I wanted to share this excerpt from my Christian steampunk novel-in-progress. It's set in the Present Day on an alternate Earth which has many Victorian era cultural and technological influences. Like all my stories, it has a twist or two, even in this segment. After you read it, feel free to Like the article (on Facebook), Tweet it or leave your feedback as comments. To comment, click the "comments" link at the bottom of this article (below the Like and Tweet buttons) and fill in the short "Leave a Reply" section. I hope you enjoy the story!
(Beginning of excerpt)
Catherine Olivia Baxter was at the esteemed manor of her best friend and the hostess for the evening, Gwynevere Gladstone. It had taken almost her entire life, but Catherine now enjoyed the privilege of being an “Upper” in society. She was even a celebrity, a world-class jazz singer known for seducing audiences with her velvety soprano voice and charming wit. She was sporting a sapphire-hued gown with matching jacket and heels that contrasted nicely with her sienna-hued skin. Her raven-colored hair was wavy on top and split in the middle but the sides were tressed in loose curls. Her entire body was soft and feminine in an hourglass shape but her cognac-colored eyes were hard like diamonds. She had seen hardship early in life and decided to rise above it, but the cost had been high.

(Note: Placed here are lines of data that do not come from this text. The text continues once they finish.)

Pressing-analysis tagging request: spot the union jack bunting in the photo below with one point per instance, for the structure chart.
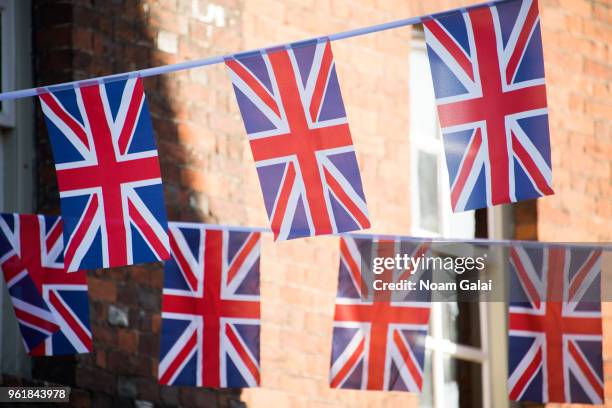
(555, 339)
(488, 75)
(378, 341)
(294, 116)
(108, 175)
(51, 305)
(210, 308)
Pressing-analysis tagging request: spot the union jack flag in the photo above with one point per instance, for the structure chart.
(51, 304)
(108, 175)
(294, 116)
(555, 339)
(488, 74)
(210, 308)
(378, 343)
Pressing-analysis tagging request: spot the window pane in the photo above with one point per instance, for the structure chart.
(462, 383)
(461, 323)
(427, 173)
(426, 397)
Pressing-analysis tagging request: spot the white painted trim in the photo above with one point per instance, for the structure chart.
(7, 50)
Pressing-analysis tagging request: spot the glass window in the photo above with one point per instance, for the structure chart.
(431, 209)
(456, 351)
(427, 169)
(462, 383)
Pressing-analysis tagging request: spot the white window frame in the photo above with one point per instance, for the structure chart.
(491, 355)
(434, 145)
(7, 49)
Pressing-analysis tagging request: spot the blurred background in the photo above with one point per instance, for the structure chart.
(209, 176)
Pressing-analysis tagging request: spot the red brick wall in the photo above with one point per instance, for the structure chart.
(577, 36)
(209, 175)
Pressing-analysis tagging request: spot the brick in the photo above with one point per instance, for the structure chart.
(128, 340)
(100, 289)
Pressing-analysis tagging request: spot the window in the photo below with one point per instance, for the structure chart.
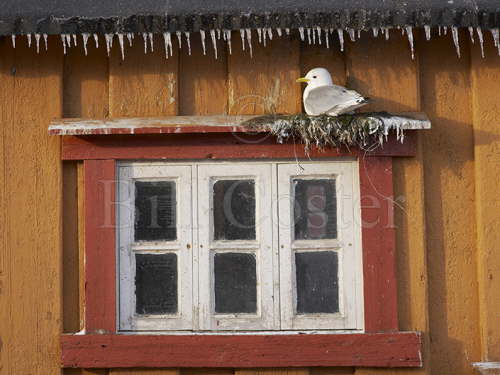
(250, 246)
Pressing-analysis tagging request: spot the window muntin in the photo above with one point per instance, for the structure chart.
(272, 223)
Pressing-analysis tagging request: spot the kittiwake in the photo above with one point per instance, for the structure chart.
(321, 96)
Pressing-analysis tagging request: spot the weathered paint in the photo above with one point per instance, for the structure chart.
(464, 126)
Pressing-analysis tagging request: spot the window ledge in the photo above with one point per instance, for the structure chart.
(202, 124)
(396, 349)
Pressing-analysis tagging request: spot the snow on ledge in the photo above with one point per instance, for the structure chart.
(204, 124)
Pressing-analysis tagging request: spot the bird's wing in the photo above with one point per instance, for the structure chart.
(324, 98)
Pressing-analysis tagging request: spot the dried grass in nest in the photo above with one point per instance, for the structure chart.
(366, 131)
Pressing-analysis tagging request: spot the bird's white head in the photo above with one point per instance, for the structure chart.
(317, 77)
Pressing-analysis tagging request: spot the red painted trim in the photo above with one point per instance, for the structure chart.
(181, 129)
(210, 146)
(242, 351)
(379, 242)
(100, 248)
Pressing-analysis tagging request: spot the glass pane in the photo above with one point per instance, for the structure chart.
(234, 210)
(156, 283)
(317, 282)
(235, 283)
(155, 211)
(315, 209)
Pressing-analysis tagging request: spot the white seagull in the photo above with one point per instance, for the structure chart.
(321, 96)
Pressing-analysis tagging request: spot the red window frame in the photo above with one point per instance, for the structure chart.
(382, 345)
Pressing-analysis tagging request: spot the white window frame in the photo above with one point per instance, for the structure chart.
(128, 319)
(261, 247)
(275, 274)
(349, 267)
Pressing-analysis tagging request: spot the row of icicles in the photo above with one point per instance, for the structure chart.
(313, 36)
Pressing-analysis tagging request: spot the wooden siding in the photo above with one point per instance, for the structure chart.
(447, 223)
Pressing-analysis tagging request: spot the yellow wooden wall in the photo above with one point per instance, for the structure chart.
(448, 223)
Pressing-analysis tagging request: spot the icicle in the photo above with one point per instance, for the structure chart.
(63, 38)
(167, 39)
(301, 32)
(228, 40)
(85, 37)
(214, 41)
(130, 36)
(145, 39)
(496, 38)
(454, 32)
(188, 41)
(340, 33)
(203, 46)
(471, 33)
(122, 48)
(409, 33)
(109, 42)
(242, 35)
(494, 34)
(270, 33)
(37, 40)
(427, 29)
(249, 38)
(179, 38)
(481, 42)
(386, 33)
(351, 34)
(151, 41)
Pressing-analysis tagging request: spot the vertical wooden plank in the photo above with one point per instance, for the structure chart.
(32, 205)
(70, 267)
(380, 293)
(202, 81)
(86, 94)
(449, 203)
(6, 117)
(486, 114)
(86, 81)
(100, 246)
(143, 84)
(383, 70)
(266, 82)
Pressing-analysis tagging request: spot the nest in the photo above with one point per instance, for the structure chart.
(366, 131)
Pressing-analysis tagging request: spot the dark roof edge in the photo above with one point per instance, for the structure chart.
(358, 19)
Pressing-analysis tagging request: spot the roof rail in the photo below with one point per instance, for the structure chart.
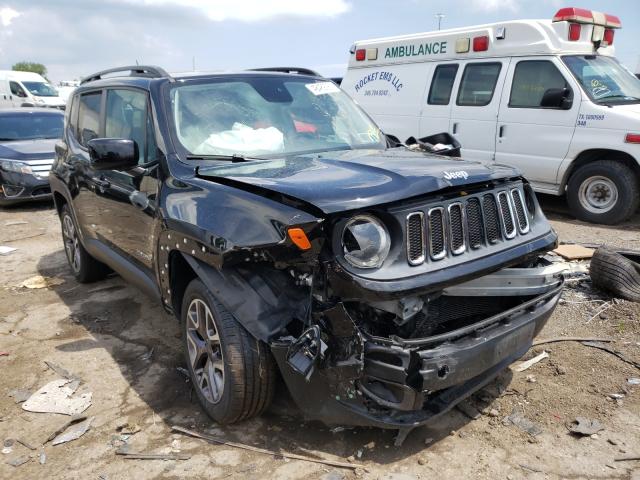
(298, 70)
(148, 71)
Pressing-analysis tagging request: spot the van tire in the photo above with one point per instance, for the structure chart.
(244, 386)
(603, 177)
(616, 272)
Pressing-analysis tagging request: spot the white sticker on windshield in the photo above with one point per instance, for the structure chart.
(322, 88)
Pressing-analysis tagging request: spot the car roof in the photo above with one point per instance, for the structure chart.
(30, 111)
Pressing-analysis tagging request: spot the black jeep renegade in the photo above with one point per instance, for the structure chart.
(290, 237)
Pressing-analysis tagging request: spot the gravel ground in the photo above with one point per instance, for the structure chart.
(126, 350)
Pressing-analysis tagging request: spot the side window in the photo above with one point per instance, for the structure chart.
(17, 90)
(531, 79)
(127, 117)
(442, 84)
(478, 84)
(89, 117)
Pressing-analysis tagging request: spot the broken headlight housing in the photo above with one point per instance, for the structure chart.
(365, 242)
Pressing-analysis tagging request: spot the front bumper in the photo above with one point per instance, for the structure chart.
(18, 188)
(406, 383)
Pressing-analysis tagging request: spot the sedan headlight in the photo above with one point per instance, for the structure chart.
(15, 166)
(365, 242)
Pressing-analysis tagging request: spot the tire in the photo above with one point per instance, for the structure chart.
(85, 268)
(616, 272)
(221, 353)
(604, 191)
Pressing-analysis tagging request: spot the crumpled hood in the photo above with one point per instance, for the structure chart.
(339, 181)
(28, 149)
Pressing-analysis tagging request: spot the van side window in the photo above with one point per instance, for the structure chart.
(89, 117)
(442, 84)
(478, 83)
(531, 79)
(128, 117)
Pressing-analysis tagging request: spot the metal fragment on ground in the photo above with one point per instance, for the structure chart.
(74, 432)
(56, 397)
(522, 366)
(585, 426)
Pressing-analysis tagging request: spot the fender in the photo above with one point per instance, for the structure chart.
(262, 299)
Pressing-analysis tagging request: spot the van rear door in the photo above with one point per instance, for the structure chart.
(534, 134)
(475, 110)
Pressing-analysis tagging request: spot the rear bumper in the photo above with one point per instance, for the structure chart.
(404, 384)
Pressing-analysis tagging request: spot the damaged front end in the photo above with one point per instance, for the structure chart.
(398, 352)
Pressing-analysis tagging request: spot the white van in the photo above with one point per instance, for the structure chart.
(546, 96)
(27, 89)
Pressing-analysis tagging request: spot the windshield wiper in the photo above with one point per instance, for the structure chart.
(229, 158)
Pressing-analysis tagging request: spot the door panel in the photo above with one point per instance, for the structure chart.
(475, 111)
(533, 138)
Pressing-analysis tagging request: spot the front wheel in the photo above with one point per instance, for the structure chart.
(605, 191)
(233, 373)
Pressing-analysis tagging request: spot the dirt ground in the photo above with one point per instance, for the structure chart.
(126, 350)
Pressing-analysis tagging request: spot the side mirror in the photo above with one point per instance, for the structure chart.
(557, 98)
(113, 153)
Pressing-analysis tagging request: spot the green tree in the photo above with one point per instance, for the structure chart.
(34, 67)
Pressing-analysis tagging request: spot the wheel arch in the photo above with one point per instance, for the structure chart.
(593, 154)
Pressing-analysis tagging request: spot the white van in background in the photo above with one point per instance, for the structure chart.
(27, 89)
(546, 96)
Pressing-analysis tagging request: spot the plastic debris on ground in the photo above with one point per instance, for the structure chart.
(38, 281)
(56, 397)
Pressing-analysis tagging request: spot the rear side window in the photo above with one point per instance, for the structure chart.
(89, 116)
(478, 84)
(442, 84)
(531, 79)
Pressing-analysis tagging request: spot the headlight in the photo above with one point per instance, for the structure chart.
(14, 166)
(365, 242)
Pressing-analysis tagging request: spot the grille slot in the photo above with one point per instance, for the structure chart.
(437, 248)
(416, 245)
(521, 214)
(474, 223)
(490, 211)
(506, 214)
(456, 228)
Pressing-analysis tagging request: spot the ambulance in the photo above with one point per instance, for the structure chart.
(545, 96)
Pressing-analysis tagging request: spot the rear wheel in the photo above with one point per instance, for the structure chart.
(233, 373)
(85, 268)
(605, 191)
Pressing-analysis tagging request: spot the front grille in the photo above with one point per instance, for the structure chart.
(467, 223)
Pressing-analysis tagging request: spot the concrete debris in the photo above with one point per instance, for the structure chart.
(73, 432)
(56, 397)
(519, 420)
(585, 426)
(38, 281)
(522, 366)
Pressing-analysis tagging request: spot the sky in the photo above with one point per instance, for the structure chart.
(74, 38)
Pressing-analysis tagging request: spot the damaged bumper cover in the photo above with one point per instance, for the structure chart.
(392, 382)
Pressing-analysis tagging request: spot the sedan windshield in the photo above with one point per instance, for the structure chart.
(41, 89)
(604, 79)
(29, 126)
(268, 117)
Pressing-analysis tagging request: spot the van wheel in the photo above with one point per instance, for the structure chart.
(605, 191)
(85, 268)
(233, 373)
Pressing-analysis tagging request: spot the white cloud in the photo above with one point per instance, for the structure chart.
(256, 10)
(7, 14)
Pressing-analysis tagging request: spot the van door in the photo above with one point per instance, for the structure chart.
(536, 122)
(437, 106)
(475, 111)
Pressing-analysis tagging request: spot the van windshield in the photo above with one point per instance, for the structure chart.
(268, 117)
(41, 89)
(604, 79)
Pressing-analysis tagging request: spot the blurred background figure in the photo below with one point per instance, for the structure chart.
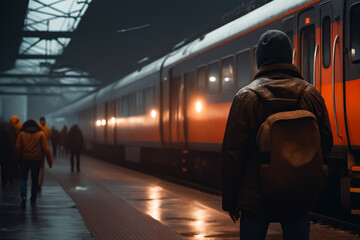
(31, 145)
(55, 136)
(15, 122)
(75, 143)
(8, 166)
(62, 142)
(46, 129)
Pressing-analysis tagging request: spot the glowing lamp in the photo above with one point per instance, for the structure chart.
(198, 106)
(153, 113)
(212, 79)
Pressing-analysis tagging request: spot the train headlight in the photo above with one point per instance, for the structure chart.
(198, 106)
(112, 120)
(153, 113)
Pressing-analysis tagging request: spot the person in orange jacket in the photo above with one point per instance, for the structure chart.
(46, 129)
(31, 145)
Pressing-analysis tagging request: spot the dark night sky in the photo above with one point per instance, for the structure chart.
(99, 49)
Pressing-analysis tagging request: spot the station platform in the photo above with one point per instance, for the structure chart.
(105, 201)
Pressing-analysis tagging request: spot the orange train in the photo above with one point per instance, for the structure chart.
(171, 114)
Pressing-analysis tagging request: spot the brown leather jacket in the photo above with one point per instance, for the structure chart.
(240, 184)
(32, 144)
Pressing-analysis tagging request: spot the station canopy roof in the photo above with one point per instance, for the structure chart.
(72, 47)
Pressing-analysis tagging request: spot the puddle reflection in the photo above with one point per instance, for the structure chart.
(153, 205)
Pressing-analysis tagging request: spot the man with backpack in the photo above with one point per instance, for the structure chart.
(277, 134)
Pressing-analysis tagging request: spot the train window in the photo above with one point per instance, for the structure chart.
(139, 103)
(189, 84)
(291, 37)
(214, 76)
(326, 48)
(227, 74)
(125, 107)
(307, 51)
(243, 68)
(118, 107)
(132, 104)
(355, 32)
(148, 99)
(255, 68)
(201, 80)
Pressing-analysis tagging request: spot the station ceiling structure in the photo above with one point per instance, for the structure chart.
(64, 49)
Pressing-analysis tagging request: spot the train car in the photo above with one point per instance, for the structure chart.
(171, 114)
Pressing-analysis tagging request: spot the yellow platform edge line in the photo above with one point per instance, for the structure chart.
(355, 190)
(355, 168)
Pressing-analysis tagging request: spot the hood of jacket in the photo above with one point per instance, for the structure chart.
(279, 85)
(30, 126)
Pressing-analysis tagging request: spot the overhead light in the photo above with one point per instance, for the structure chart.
(143, 60)
(133, 28)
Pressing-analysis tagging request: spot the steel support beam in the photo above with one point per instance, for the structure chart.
(47, 34)
(9, 75)
(37, 56)
(32, 94)
(48, 85)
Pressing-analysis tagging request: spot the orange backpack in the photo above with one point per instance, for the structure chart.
(291, 166)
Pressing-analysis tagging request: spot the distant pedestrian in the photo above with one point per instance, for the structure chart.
(75, 144)
(7, 147)
(46, 129)
(62, 141)
(55, 136)
(15, 121)
(31, 146)
(278, 87)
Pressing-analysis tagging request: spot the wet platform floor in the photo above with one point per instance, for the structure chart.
(105, 201)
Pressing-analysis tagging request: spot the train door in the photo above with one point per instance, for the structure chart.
(352, 71)
(177, 110)
(308, 44)
(189, 93)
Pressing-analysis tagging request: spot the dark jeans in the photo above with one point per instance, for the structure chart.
(255, 227)
(77, 155)
(34, 167)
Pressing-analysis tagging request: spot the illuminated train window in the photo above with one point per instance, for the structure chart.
(326, 48)
(307, 52)
(201, 80)
(355, 32)
(227, 74)
(243, 68)
(214, 75)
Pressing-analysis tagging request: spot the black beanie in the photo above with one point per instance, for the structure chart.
(273, 47)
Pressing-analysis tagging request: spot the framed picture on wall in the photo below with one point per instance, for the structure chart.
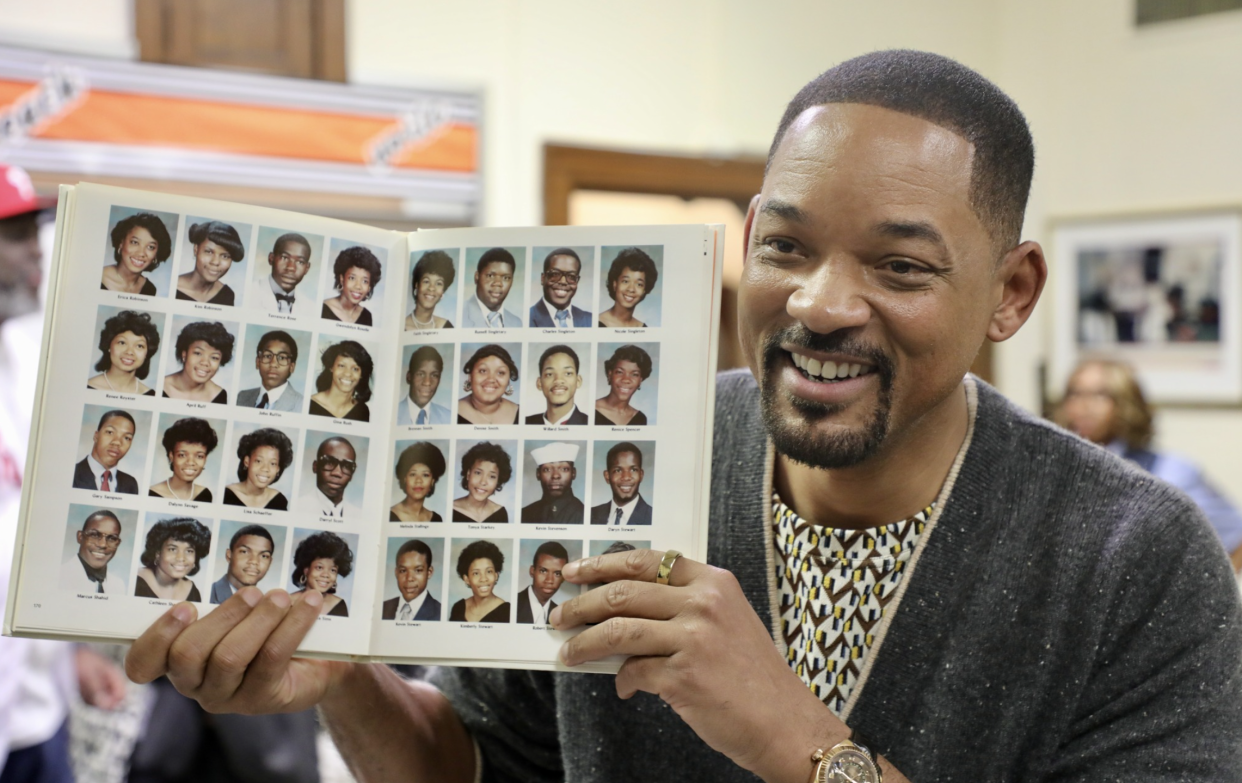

The soiree she was attending was taking place in the impeccably maintained courtyard just outside the main two-story palatial estate on this cool night. There were tables brimming with gourmet foodstuffs to accommodate meat lovers, vegetarians and those with varying allergies, all labeled accordingly, each having servers to assist. There was another long table with numerous dessert offerings ranging from fruit cups to pastries and puddings.
The entire area was illuminated by hundreds of small white ball lights and a dozen dazzling string light displays. All were hanging from the surrounding perfectly landscaped trees. It provided an intimate feel while also becoming its own discussion topic for the guests.
Catherine stood with Gwynevere in front of the most grand of the tables. It held a huge, six-tiered chocolate cake. Each layer was separated by smooth and creamy ganache and overlaid with pink and white buttercream icing. It literally looked too good to eat, standing two feet tall and just as wide. Two slender young women in chef’s uniforms stood on either side. They were clearly proud of their creation and ready to dice up and distribute the sweetness on small plates.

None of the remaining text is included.